2008 Dickies 500
- Simple line diagram of Texas Motor Speedway track layout
- Date: November 2, 2008
- Official name: Samsung Mobile 500
- Location: Texas Motor Speedway in Fort Worth, Texas
- Course: Permanent racing facility
- Course length: 1.5 miles (2.4 km)
- Distance: 334 laps, 501 mi (806.3 km)
- Weather: Temperatures reaching up to 84.9 °F (29.4 °C); wind speeds up to 15 miles per hour (24 km/h)

Pole position
- Driver: Jeff Gordon; / Hendrick Motorsports
- Time: 28.652

Most laps led
- Driver: Carl Edwards / Roush Fenway Racing
- Laps: 212

Winner
- No. 99: Carl Edwards / Roush Fenway Racing

Television in the United States
- Network: ABC

= 2008 Dickies 500 =

The 2008 Dickies 500 was a NASCAR Cup Series motor race held on November 2, 2008, at Texas Motor Speedway in Fort Worth, Texas. Contested over 334 laps on the 1.5-mile (2.4 km) asphalt quad-oval, it was the 34th race of the 2008 Sprint Cup Series season. The race was won by Carl Edwards for the Roush Fenway Racing team. Jeff Gordon finished second, and Jamie McMurray clinched third.

This race marked the debut of 2012 Champion Brad Keselowski.

==Qualifying==
Jeff Gordon won the pole position, with Martin Truex Jr. joining him on the front row.

This was the Sprint Cup Debut of Brad Keselowski and the return of the No. 25 car from Hendrick Motorsports. It was third qualifying attempt and first race start for Joey Logano.

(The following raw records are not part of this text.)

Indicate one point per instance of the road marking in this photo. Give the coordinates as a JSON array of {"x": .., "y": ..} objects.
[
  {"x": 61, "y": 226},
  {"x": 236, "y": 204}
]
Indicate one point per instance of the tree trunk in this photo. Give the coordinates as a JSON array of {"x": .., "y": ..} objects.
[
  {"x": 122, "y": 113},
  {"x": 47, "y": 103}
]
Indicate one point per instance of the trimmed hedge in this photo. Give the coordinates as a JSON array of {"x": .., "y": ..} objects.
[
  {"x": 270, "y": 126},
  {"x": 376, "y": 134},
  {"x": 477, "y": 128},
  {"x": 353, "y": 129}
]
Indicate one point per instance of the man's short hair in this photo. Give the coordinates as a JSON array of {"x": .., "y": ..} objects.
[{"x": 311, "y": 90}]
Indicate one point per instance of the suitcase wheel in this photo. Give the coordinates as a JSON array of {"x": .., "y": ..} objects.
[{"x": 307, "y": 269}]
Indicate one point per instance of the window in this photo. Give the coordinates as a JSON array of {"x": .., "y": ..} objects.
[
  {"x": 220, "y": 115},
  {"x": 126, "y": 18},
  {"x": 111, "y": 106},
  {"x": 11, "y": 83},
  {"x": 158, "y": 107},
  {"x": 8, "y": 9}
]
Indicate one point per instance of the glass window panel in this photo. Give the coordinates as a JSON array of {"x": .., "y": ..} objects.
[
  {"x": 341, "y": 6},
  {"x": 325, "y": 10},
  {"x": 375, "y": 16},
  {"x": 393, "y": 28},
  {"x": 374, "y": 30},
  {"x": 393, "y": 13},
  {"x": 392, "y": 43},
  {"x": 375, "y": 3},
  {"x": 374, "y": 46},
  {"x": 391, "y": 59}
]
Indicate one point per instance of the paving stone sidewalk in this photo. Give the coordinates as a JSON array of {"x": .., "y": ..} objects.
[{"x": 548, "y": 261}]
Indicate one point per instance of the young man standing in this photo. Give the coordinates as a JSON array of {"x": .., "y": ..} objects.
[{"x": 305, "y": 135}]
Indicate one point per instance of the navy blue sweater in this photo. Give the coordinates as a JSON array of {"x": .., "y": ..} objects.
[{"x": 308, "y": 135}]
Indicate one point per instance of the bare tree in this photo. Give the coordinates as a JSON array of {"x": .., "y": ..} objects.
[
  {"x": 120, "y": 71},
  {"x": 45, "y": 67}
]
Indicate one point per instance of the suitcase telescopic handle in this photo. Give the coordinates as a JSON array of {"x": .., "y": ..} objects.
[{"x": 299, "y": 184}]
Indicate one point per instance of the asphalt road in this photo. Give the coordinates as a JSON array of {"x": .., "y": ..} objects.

Failed to qualify: Tony Raines (#70), Bryan Clauson (#40), Chad McCumbee (#45), Max Papis (#13), Johnny Sauter (#08).

==Recap==
Carl Edwards used fuel mileage to sweep the season series at TMS. Points leader Jimmie Johnson finished one lap down in 15th place, but still led Edwards by 106 points.